Secouée par mes sanglots jusqu’au fond d’elle-même, elle me caressait et me parlait à la fois. Le doux murmure de sa voix à lui seul était un baume. Que disait-elle ? Tout et rien. C’était le sublime balbutiement des femmes qui deviennent mères pour bercer le chagrin des hommes.

Sous ce flot tiède de mots sans suite, je ne sentais plus ma souffrance. Serrés l’un contre l’autre, nous nous étions assis sur le divan. La nuit était venue dans la chambre et nous enveloppait. Je ne pleurais plus ; je restais, apaisé maintenant, dans l’asile que m’offrait Madeleine. Son sang battait tout près du mien, la chaleur de son corps me pénétrait. Je l’avais dans mon étreinte, à demi couchée sous moi. Une blouse légère séparait seule ma bouche de son sein et mes lèvres avides qui le pressaient crurent le sentir frémir.

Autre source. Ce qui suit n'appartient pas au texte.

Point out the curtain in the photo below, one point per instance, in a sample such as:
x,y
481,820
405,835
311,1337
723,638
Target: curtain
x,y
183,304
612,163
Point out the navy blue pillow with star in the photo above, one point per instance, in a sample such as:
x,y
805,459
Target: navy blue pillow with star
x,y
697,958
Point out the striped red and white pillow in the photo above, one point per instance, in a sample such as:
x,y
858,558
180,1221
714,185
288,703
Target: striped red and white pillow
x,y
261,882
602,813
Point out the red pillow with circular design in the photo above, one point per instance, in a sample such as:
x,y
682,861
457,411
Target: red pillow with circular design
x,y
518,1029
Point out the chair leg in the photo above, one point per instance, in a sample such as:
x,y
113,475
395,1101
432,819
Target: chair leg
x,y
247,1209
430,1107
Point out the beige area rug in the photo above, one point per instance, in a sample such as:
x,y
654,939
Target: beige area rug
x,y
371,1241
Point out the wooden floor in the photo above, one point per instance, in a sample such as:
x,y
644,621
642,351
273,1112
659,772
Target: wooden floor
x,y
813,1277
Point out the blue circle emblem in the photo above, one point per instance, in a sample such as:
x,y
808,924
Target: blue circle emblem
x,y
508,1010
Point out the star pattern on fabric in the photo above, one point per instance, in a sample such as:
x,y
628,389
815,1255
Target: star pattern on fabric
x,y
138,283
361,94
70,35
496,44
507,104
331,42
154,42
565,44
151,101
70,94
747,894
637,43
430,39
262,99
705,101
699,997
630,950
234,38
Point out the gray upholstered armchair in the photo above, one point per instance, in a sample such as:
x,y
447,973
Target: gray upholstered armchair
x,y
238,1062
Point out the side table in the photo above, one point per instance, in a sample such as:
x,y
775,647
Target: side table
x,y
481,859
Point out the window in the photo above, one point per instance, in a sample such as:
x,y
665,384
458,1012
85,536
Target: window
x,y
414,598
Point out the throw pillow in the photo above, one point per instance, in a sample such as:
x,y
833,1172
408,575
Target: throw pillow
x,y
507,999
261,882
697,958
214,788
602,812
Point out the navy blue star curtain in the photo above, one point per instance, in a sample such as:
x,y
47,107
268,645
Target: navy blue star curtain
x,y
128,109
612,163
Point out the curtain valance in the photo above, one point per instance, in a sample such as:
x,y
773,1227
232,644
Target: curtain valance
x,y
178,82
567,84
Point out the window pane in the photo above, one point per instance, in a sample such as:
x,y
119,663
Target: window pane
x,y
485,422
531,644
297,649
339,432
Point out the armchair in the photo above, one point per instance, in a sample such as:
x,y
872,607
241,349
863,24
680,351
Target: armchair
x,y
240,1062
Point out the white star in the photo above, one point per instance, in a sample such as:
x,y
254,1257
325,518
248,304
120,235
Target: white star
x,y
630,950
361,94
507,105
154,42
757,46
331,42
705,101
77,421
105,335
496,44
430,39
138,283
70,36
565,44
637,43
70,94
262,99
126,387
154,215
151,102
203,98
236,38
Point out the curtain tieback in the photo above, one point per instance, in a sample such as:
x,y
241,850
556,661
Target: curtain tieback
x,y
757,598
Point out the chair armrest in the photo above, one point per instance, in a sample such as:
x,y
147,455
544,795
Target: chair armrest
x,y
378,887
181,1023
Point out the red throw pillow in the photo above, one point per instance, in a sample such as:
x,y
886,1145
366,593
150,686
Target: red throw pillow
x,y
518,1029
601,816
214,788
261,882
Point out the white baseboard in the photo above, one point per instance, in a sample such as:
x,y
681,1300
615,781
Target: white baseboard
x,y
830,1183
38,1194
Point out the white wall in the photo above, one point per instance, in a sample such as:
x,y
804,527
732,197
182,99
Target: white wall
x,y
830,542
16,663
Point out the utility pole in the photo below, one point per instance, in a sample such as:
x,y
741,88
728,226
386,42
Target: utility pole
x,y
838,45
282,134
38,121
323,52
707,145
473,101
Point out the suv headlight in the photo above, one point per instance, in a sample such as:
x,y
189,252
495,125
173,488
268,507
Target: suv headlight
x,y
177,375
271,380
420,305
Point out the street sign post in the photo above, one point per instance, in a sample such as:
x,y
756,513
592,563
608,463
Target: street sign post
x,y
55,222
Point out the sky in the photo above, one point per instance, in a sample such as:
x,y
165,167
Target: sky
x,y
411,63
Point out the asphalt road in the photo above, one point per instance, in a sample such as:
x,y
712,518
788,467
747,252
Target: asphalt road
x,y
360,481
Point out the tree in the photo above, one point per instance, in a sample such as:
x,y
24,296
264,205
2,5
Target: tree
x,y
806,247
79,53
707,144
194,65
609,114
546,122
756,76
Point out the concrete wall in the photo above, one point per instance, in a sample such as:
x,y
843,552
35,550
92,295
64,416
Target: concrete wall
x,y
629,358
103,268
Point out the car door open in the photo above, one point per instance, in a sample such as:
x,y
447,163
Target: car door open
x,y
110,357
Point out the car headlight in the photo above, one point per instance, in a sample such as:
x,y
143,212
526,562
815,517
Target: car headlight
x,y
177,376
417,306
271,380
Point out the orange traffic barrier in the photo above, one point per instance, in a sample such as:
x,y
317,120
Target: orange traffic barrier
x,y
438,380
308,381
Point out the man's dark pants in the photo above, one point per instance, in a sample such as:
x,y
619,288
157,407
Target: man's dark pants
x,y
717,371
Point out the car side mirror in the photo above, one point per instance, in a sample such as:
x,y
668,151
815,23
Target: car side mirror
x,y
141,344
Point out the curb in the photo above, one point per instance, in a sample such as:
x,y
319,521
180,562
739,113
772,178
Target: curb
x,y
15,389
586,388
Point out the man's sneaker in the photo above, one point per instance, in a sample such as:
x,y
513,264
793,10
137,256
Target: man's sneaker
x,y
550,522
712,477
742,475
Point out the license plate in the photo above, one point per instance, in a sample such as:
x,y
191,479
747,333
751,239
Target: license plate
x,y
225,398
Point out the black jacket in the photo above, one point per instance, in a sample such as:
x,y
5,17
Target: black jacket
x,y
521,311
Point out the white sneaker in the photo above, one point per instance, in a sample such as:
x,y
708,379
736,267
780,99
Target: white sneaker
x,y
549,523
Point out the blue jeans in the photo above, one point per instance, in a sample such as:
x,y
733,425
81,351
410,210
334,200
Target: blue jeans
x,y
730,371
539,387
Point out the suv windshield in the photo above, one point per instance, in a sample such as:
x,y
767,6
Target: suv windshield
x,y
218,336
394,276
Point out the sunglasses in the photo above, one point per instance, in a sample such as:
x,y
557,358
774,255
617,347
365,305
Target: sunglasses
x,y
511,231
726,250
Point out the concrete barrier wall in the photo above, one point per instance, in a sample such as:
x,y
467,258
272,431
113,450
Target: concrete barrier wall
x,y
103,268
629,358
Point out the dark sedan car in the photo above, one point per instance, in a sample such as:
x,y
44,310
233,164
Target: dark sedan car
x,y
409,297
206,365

Madeleine s’était tue. Son silence en faisait-il ma complice ? Savait-elle que j’allais la prendre ? M’attendait-elle ? Ou bien n’était-elle plus, brisée par tant d’émotions, qu’une femme lasse, incapable de se battre ? Je ne raisonnai pas davantage, je n’étais que désir qui brûle. Mes lèvres remontèrent du sein jusqu’à l’épaule dont elles suivirent le contour et, soudain, elles rencontrèrent la chair fraîche du cou derrière l’oreille. A ce contact, Madeleine tressaillit. Elle s’efforçait de m’écarter. Elle me suppliait :

— Que faites-vous ?… Laissez-moi !

— Ne dis rien, je t’en prie, murmurai-je passionnément. Je t’aime, je ne sais que cela.

Déjà ma bouche trouvait la sienne. Elle s’abandonna.